Gene mutation in mammalian cells 

A key study on mammalian cells Gene mutation (Verspeek-Rip C, 2017) was performed according to OECD Guideline 490. 

In this study, T000625 was dissolved in dimethyl sulfoxide at a concentration of 12.5 mg/ml.

In the first mutation experiment, the test item was tested up to concentrations of 60 and 125 μg/ml in the absence and presence of S9-mix, respectively. The treatment period was 3 hours. The relative total growth (RTG) was 4% at the concentration of 60 μg/ml in the absence of S9 and 49% at the concentration of 125 μg/ml presence of S9-mix. The test item precipitated in the culture medium at concentrations of 80 μg/ml and above.

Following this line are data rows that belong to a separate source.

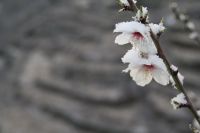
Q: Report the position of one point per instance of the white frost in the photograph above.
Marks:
(178, 101)
(137, 34)
(157, 28)
(125, 2)
(174, 68)
(143, 68)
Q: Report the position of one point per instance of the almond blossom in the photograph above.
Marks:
(143, 68)
(179, 101)
(126, 3)
(137, 34)
(142, 14)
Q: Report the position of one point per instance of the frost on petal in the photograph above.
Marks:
(190, 25)
(134, 72)
(172, 82)
(132, 56)
(145, 46)
(181, 78)
(143, 77)
(160, 76)
(125, 2)
(179, 101)
(174, 68)
(157, 29)
(158, 62)
(131, 27)
(142, 14)
(123, 39)
(194, 35)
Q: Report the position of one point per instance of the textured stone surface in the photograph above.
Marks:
(61, 71)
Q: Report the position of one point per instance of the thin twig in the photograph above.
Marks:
(174, 74)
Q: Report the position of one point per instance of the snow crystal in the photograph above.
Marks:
(156, 29)
(174, 68)
(126, 3)
(178, 101)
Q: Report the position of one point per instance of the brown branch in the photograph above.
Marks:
(174, 75)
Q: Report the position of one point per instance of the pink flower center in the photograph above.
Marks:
(137, 35)
(149, 67)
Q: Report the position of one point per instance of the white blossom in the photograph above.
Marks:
(137, 34)
(125, 2)
(142, 14)
(157, 28)
(190, 25)
(193, 35)
(143, 68)
(174, 68)
(178, 101)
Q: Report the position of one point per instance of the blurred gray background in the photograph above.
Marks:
(60, 71)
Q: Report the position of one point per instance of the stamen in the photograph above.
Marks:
(148, 67)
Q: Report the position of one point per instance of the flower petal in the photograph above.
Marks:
(161, 76)
(123, 39)
(143, 77)
(133, 72)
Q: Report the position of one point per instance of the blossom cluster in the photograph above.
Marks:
(144, 64)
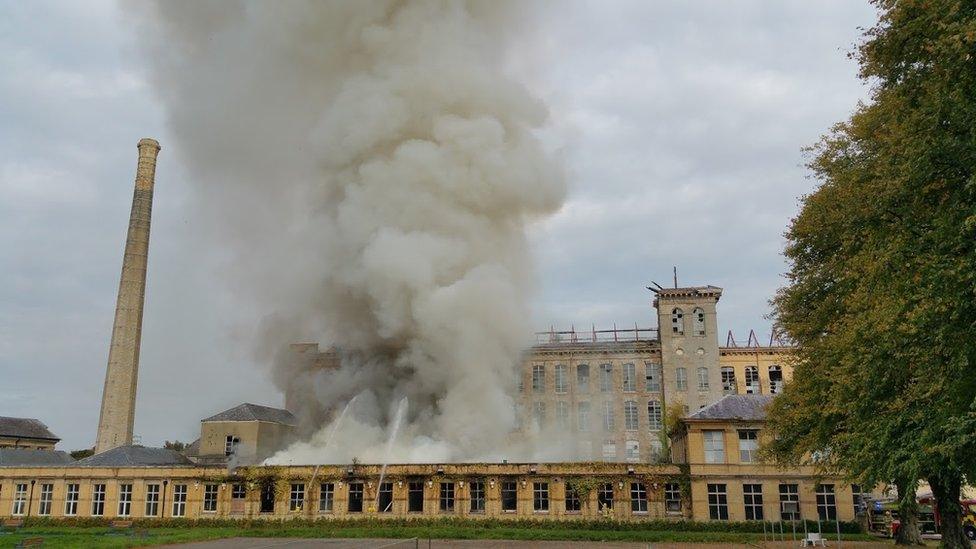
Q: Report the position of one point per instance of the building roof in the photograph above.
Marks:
(688, 291)
(255, 412)
(25, 427)
(135, 456)
(740, 407)
(14, 457)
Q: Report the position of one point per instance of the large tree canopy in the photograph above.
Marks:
(881, 293)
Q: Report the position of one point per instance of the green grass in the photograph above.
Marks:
(84, 537)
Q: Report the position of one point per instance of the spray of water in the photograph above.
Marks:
(394, 430)
(368, 170)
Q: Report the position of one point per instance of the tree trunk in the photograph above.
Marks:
(945, 489)
(908, 533)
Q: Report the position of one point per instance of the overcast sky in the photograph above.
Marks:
(681, 125)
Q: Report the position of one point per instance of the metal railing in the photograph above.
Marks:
(596, 336)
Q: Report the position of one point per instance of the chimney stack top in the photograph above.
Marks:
(149, 142)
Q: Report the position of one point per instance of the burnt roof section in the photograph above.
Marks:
(689, 291)
(17, 457)
(255, 412)
(735, 407)
(24, 427)
(135, 456)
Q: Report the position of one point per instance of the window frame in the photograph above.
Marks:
(45, 499)
(384, 497)
(72, 494)
(677, 321)
(753, 387)
(211, 495)
(19, 503)
(562, 415)
(638, 498)
(356, 489)
(609, 421)
(681, 378)
(703, 384)
(713, 454)
(628, 377)
(606, 377)
(296, 497)
(539, 414)
(632, 451)
(125, 500)
(583, 378)
(326, 497)
(672, 494)
(604, 496)
(653, 372)
(728, 380)
(572, 502)
(718, 501)
(583, 416)
(749, 453)
(789, 492)
(752, 501)
(447, 498)
(560, 385)
(826, 495)
(477, 496)
(152, 499)
(98, 500)
(538, 378)
(509, 496)
(415, 496)
(631, 416)
(655, 415)
(540, 497)
(698, 321)
(179, 500)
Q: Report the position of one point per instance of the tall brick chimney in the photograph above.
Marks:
(119, 395)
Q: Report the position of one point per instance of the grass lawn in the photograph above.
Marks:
(82, 537)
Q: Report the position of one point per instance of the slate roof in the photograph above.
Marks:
(740, 407)
(25, 427)
(11, 457)
(255, 412)
(134, 456)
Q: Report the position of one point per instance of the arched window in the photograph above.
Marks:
(752, 381)
(702, 378)
(698, 321)
(655, 416)
(775, 379)
(677, 321)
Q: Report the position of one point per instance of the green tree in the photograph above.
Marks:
(881, 293)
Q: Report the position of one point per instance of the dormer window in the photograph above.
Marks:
(677, 321)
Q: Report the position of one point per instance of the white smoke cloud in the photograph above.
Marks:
(370, 169)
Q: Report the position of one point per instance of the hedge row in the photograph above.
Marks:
(751, 527)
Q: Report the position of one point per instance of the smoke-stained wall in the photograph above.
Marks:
(369, 169)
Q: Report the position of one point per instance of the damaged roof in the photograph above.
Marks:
(16, 457)
(255, 412)
(740, 407)
(25, 427)
(135, 456)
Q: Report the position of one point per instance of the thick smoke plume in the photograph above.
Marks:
(370, 169)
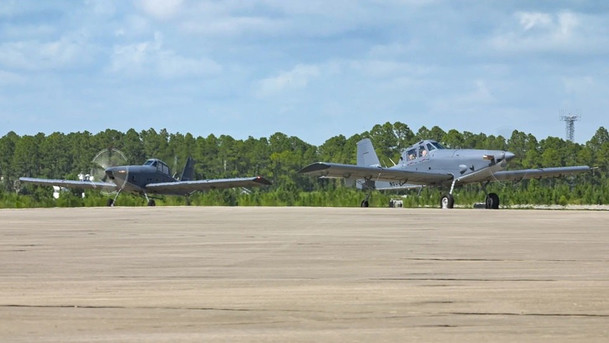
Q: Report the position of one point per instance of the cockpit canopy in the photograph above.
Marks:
(421, 149)
(160, 165)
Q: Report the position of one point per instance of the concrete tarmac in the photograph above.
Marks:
(248, 274)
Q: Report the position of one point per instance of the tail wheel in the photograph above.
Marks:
(492, 201)
(447, 201)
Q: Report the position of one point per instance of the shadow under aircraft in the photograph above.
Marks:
(428, 163)
(151, 178)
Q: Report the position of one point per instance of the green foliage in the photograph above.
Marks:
(279, 157)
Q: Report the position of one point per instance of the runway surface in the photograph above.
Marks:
(248, 274)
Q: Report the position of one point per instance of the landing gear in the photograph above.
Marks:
(447, 201)
(365, 202)
(492, 201)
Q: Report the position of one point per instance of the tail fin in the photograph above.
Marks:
(189, 170)
(366, 156)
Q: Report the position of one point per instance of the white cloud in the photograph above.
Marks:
(296, 78)
(8, 78)
(150, 58)
(64, 53)
(539, 32)
(160, 9)
(529, 20)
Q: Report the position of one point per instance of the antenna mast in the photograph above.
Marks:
(570, 120)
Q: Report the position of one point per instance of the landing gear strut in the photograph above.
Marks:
(447, 201)
(365, 202)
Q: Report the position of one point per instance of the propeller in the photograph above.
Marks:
(105, 159)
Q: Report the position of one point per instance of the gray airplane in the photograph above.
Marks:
(151, 178)
(428, 163)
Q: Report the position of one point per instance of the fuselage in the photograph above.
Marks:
(135, 178)
(430, 156)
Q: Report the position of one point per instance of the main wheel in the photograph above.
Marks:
(492, 201)
(447, 201)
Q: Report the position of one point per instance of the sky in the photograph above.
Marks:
(312, 69)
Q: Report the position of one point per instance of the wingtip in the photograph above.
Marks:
(261, 180)
(313, 167)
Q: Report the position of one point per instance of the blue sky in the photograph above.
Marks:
(312, 69)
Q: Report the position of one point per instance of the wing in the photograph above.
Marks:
(517, 175)
(397, 175)
(106, 186)
(186, 187)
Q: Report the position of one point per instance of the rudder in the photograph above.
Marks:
(366, 156)
(189, 171)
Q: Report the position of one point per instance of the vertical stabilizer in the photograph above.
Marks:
(189, 170)
(366, 156)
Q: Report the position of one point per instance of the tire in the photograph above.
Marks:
(492, 201)
(447, 201)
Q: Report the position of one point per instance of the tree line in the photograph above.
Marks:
(279, 157)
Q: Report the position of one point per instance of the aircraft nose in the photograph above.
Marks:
(110, 173)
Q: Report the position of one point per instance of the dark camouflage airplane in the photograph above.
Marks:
(427, 163)
(151, 178)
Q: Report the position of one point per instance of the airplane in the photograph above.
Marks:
(428, 163)
(151, 178)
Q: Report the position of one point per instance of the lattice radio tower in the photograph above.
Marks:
(570, 120)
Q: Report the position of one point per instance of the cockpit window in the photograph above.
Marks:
(412, 154)
(422, 151)
(438, 145)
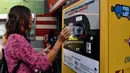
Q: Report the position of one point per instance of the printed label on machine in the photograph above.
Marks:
(81, 51)
(79, 63)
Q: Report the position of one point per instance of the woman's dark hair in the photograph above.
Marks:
(17, 15)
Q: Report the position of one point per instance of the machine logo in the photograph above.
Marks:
(121, 11)
(120, 71)
(127, 41)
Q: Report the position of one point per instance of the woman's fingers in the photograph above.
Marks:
(66, 32)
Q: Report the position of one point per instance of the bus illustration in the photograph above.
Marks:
(121, 11)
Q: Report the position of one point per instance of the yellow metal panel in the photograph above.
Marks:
(119, 32)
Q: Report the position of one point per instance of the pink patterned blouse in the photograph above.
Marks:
(18, 48)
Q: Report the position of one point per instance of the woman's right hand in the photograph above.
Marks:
(64, 35)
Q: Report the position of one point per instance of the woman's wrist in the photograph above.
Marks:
(58, 45)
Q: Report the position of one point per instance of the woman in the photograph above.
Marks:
(17, 47)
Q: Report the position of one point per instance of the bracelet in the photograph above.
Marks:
(54, 49)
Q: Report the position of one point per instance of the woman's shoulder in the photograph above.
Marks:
(16, 36)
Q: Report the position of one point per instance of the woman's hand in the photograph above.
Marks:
(64, 35)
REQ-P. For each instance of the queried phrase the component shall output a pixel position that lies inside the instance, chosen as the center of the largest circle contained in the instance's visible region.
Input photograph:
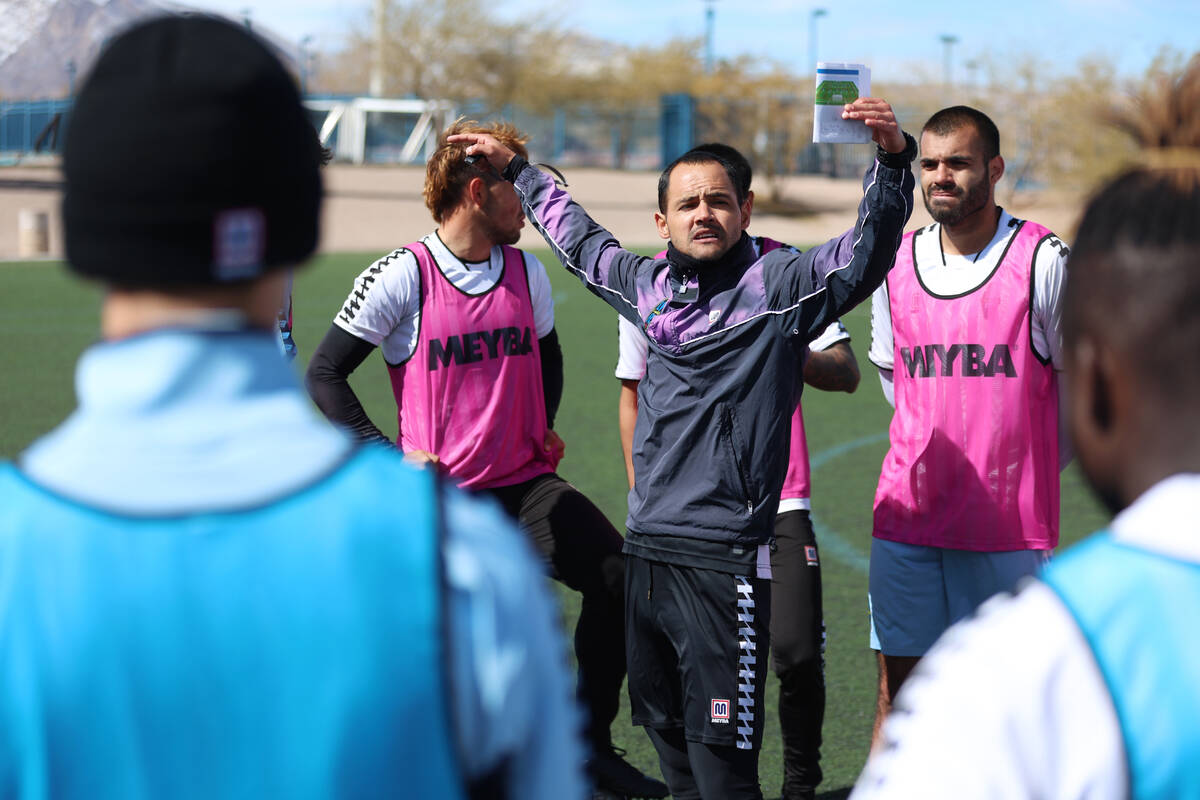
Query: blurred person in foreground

In the second mutation experiment, the test item was tested up to concentrations of 60 μg/ml in the absence of S9-mix. The treatment period was 24 hours. The relative total growth (RTG) was 13% at the concentration of 60 μg/ml. No precipitation was observed up to the concentration of 60 μg/ml.

In the absence of S9-mix, the test item did not induce a significant increase in the mutation frequency after a 3 hour treatment period. In the presence of S9-mix, the test item did not induce a significant increase in the mutation frequency.

It is concluded that the test item is not mutagenic in the mouse lymphoma L5178Y test system.

Justification for classification or non-classification

Based on negative results in all in vitro genetic toxicity tests with the test substance and the criteria of the CLP Regulation (EC) 1272/2008, the test item should not be classified for mutagenicity.